Report: With or without Industry City rezoning, Sunset Park has a housing crisis

Rising rents, gentrification and displacement that the Industry City plan’s opponents fear it could bring to the neighborhood are already well underway thanks to a severe housing shortage.

As City Councilmember Carlos Menchaca faces off with developers and his own colleagues over the plan to rezone Industry City, affordable housing advocates warn that the rising rents, gentrification and displacement that the plan’s opponents fear it could bring to the neighborhood are already well underway thanks to a severe housing shortage.

Sunset Park’s population growth has far outpaced that of Brooklyn and the city since 2000, and that trend is projected to continue. Graph courtesy FAC

The population of Community Board 7 (CB7), which encompasses Sunset Park, increased by over 17,000 residents between 2010 and 2018. Meanwhile, the predominantly Latinx and Asian neighborhood saw a net loss of more than 3,700 housing units, according to a new report from the nonprofit Fifth Avenue Committee (FAC).

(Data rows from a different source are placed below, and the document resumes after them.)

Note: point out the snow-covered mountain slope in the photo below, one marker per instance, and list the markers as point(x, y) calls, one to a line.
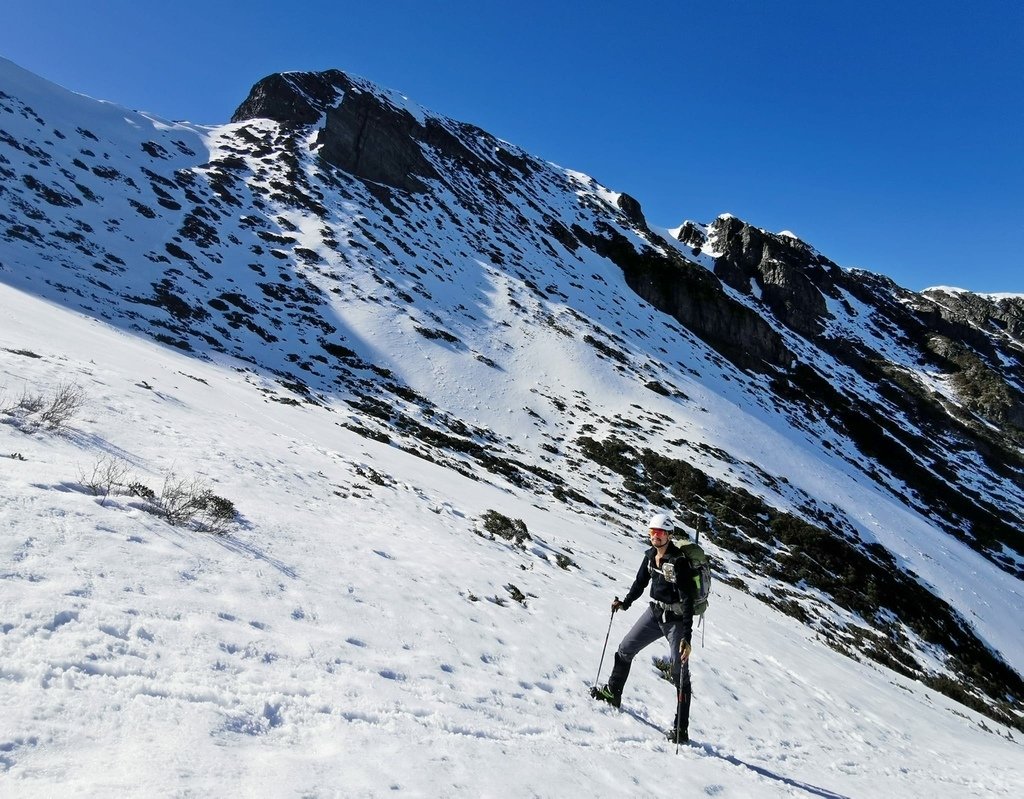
point(377, 322)
point(353, 634)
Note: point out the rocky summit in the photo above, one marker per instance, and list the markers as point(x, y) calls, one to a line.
point(360, 256)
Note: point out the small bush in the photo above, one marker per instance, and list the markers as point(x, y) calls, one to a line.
point(105, 475)
point(498, 524)
point(184, 501)
point(143, 492)
point(34, 410)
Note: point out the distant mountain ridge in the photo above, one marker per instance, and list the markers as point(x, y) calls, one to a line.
point(359, 254)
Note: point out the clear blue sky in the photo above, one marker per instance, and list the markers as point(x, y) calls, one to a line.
point(888, 134)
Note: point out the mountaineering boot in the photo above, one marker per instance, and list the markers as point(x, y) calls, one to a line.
point(682, 739)
point(604, 694)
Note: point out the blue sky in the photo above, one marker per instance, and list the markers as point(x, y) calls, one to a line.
point(887, 134)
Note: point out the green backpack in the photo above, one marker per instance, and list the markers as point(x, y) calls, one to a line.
point(700, 565)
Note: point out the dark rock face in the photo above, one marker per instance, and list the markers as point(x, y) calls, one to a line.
point(693, 296)
point(297, 97)
point(375, 141)
point(631, 208)
point(364, 134)
point(791, 279)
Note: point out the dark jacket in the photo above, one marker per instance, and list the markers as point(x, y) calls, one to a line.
point(662, 590)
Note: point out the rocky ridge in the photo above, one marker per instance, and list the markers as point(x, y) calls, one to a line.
point(331, 216)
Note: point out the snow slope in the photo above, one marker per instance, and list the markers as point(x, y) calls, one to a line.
point(352, 636)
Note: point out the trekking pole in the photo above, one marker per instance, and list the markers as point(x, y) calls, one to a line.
point(604, 648)
point(679, 705)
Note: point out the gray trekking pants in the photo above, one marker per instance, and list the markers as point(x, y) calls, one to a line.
point(649, 627)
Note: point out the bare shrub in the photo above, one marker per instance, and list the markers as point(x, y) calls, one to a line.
point(107, 474)
point(68, 401)
point(34, 409)
point(182, 501)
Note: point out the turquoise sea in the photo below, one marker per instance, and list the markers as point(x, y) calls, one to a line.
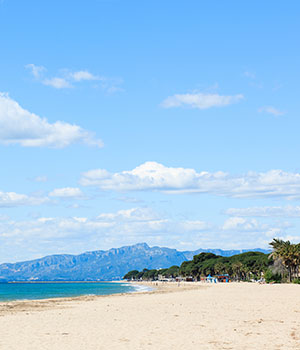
point(40, 290)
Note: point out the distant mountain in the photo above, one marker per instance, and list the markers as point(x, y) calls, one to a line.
point(101, 265)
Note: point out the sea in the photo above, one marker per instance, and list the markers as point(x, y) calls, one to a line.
point(46, 290)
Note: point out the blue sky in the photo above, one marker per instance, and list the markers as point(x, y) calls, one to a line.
point(168, 122)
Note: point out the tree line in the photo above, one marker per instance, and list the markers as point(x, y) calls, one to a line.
point(282, 264)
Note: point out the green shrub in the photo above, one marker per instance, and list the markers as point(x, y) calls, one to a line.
point(272, 277)
point(296, 281)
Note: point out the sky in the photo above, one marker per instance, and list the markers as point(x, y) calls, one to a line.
point(174, 123)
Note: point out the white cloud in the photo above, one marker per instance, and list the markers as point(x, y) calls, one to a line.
point(67, 79)
point(236, 223)
point(19, 126)
point(249, 75)
point(12, 199)
point(200, 100)
point(287, 211)
point(270, 110)
point(48, 235)
point(83, 75)
point(67, 192)
point(42, 178)
point(157, 177)
point(36, 71)
point(57, 83)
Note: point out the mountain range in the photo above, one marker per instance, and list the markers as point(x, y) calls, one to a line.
point(101, 265)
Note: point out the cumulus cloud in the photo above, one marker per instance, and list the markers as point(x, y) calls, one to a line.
point(67, 193)
point(19, 126)
point(46, 235)
point(157, 177)
point(270, 110)
point(36, 71)
point(200, 100)
point(237, 223)
point(58, 83)
point(12, 199)
point(83, 75)
point(286, 211)
point(41, 178)
point(66, 79)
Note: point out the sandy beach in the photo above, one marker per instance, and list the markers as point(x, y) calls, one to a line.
point(190, 316)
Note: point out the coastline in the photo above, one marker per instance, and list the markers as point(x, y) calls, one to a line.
point(189, 316)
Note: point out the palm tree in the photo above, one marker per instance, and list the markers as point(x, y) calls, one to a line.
point(288, 255)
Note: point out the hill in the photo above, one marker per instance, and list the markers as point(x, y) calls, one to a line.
point(98, 265)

“For many decades, little to no investment in new housing development occurred in Sunset Park, even while the population of the neighborhood continued to swell to welcome new immigrants,” the report reads. “This has contributed to severe overcrowding in the neighborhood, placing Sunset Park in the top 10% citywide.”

Only about 1,000 new housing units have been built in CB7 since 2014, and only 80 of those units are affordable. Median market rate rents in the area have climbed from $1,230 in 2006 to $1,630 in 2018, and incomes haven’t kept pace. Just over 30 percent of Sunset Park residents are severely rent burdened, meaning they spend over half their income on housing.

Median gross rents in Sunset Park have spiked in the past five years. Graph courtesy FAC.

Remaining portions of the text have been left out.